Craig Custance@CraigCustance: Until you get pen on paper, you can't assume anything, right? We're talking about a college kid. You know how many times I changed my mind about things when I was 22 years old? I'd like to hear the other side of the story here before judging Vesey, but I'm with you guys. I definitely feel for Poile who handles everything with class. There's plenty of speculation that Vesey will end up in Boston, which would be a coup for GM Don Sweeney as he attempts to pump young talent into the organization. Of course, Toronto is another obvious destination, because Vesey's dad is a scout in the organization and people tend to have a hard time saying no to Leafs GM Lou Lamoriello. The Predators took a risk at the trade deadline by not adding another forward, but let's not forget that their big move was to add Ryan Johansen. Anything else done at the deadline was just going to be gravy anyway. The worst thing here is that it looks like a valuable asset is leaving the organization without any real compensation. That hurts.

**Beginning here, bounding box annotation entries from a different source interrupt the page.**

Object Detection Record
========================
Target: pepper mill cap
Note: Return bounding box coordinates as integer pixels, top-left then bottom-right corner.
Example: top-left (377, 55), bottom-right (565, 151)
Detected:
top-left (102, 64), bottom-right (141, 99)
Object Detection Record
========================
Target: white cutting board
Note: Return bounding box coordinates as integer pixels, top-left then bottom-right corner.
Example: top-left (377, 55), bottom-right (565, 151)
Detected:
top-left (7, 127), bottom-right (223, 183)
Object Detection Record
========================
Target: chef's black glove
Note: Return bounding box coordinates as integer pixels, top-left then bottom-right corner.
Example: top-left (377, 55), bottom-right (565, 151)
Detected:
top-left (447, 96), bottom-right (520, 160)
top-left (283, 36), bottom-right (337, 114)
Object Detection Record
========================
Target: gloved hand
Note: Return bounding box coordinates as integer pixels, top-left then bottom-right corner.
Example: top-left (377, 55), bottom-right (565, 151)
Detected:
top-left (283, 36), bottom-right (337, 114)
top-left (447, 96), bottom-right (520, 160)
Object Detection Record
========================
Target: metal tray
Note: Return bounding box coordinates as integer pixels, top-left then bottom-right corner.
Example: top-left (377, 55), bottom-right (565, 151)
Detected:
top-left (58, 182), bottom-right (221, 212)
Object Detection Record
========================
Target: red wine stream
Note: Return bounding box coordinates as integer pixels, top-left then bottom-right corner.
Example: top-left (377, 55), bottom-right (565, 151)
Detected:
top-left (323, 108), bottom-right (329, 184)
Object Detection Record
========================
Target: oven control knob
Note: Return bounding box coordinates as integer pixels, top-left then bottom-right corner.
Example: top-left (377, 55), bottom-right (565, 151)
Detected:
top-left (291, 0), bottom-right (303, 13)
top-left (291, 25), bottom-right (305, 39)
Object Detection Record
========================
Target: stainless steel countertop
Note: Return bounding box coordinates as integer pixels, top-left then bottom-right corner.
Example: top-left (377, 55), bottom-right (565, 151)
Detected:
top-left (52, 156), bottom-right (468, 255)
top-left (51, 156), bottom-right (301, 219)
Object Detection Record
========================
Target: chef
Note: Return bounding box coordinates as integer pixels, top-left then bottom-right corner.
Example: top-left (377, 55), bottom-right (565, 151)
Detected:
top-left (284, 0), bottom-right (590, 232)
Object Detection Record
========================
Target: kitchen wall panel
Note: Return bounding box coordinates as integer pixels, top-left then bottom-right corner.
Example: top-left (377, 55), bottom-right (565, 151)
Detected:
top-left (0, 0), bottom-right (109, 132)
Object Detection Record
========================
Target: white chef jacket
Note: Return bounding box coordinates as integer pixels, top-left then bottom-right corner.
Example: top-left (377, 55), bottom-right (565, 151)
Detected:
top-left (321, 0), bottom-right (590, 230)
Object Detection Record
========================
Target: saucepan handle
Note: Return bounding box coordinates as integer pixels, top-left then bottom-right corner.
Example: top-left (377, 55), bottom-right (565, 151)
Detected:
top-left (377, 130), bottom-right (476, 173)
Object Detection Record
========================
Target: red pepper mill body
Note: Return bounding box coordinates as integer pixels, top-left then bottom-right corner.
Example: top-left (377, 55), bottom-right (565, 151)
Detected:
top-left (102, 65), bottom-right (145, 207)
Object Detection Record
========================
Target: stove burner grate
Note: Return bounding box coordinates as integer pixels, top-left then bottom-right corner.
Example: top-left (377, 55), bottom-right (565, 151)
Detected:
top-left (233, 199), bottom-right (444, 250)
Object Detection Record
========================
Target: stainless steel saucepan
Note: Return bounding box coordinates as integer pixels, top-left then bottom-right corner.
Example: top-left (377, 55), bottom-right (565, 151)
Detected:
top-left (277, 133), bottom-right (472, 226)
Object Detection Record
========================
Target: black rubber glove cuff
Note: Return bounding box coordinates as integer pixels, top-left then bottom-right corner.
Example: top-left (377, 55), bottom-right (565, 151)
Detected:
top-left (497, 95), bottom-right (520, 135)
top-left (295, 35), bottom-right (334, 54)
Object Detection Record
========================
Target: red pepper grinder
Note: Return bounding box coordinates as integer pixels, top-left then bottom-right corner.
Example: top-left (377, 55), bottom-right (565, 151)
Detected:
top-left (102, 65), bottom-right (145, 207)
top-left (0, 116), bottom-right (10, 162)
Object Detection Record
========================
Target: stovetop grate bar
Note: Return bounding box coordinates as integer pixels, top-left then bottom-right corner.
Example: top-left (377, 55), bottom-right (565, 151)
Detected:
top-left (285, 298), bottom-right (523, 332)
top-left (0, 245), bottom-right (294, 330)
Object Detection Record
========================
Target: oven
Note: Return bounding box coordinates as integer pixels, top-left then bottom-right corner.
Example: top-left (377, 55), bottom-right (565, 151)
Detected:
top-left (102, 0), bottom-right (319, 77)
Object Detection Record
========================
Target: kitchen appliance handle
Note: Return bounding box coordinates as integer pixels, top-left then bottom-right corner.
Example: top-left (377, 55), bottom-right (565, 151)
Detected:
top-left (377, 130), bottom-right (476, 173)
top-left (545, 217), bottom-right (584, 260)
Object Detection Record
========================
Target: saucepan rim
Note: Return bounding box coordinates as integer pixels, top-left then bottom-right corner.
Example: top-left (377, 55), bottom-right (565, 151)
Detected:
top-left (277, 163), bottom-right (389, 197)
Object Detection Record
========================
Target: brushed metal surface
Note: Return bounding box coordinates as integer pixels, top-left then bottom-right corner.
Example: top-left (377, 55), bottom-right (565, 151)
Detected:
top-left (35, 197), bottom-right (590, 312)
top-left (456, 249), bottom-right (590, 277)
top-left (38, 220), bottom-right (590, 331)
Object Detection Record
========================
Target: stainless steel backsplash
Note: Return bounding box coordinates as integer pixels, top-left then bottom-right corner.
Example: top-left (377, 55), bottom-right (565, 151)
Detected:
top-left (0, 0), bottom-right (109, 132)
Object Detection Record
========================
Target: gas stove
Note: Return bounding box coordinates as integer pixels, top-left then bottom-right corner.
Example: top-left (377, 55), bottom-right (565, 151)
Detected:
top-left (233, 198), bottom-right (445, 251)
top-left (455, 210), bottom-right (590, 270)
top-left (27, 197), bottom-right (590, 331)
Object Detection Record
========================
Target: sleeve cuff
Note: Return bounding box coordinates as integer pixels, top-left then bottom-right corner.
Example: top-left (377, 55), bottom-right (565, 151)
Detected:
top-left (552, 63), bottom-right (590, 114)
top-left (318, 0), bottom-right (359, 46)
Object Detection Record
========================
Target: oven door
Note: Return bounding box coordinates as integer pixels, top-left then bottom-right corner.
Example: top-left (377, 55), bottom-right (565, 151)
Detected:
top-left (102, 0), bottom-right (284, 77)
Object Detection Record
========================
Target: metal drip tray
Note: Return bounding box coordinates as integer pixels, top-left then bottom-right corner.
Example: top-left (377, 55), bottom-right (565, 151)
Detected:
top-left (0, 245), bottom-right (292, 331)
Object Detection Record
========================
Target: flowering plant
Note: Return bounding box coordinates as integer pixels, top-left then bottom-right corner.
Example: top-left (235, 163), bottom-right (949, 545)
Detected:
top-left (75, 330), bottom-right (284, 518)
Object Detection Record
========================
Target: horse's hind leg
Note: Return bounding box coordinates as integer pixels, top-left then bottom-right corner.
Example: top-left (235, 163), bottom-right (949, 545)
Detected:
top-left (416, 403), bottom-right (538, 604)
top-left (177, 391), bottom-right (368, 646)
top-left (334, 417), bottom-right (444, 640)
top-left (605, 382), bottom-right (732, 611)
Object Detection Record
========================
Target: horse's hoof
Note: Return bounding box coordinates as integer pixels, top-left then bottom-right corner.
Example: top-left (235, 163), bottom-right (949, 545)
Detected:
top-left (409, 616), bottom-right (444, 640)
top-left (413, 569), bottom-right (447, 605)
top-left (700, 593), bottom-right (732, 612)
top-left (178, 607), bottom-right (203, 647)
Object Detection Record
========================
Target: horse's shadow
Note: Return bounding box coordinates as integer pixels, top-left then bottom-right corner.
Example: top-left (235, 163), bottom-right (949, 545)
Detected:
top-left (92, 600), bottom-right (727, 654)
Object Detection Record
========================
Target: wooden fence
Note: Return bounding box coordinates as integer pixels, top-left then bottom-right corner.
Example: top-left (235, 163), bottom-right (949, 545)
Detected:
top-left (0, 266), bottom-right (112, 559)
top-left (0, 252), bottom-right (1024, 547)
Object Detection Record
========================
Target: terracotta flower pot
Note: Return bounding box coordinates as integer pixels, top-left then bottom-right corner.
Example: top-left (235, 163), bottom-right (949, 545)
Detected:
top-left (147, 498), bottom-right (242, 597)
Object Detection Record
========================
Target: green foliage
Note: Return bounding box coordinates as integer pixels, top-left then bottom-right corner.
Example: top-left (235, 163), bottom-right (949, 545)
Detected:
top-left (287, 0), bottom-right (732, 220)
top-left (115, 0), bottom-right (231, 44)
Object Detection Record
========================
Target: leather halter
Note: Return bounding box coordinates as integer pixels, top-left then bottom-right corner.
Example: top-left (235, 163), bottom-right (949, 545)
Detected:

Joe McDonald@ESPNJoeyMac: Our ESPN colleague John Buccigross had a solid response on Twitter last night when asked about the Vesey situation. Bucci was asked to explain the "wack decision" and responded: "If you had 30 job offers after college that all paid the same money, would you like to choose where you work?" Per the CBA, it's Vesey's right to decide not to sign with the team that drafted him and instead become a UFA on Aug. 15. How about Boston? Sweeney is a Harvard guy, and Vesey is a Harvard guy who grew up just a stretch pass away from TD Garden. His agents are Boston-based too. Now, while it may be his right to sign elsewhere this summer, if he did mislead the Predators, that's a major issue. Poile told reporters Monday night the organization was ready to give him a roster spot in the NHL, and the Predators could use a spark from a talented young player like Vesey down the stretch and into the Stanley Cup playoffs. Even though Poile said he would continue to try to sign Vesey, I really don't see it happening, especially now. Let the bidding begin.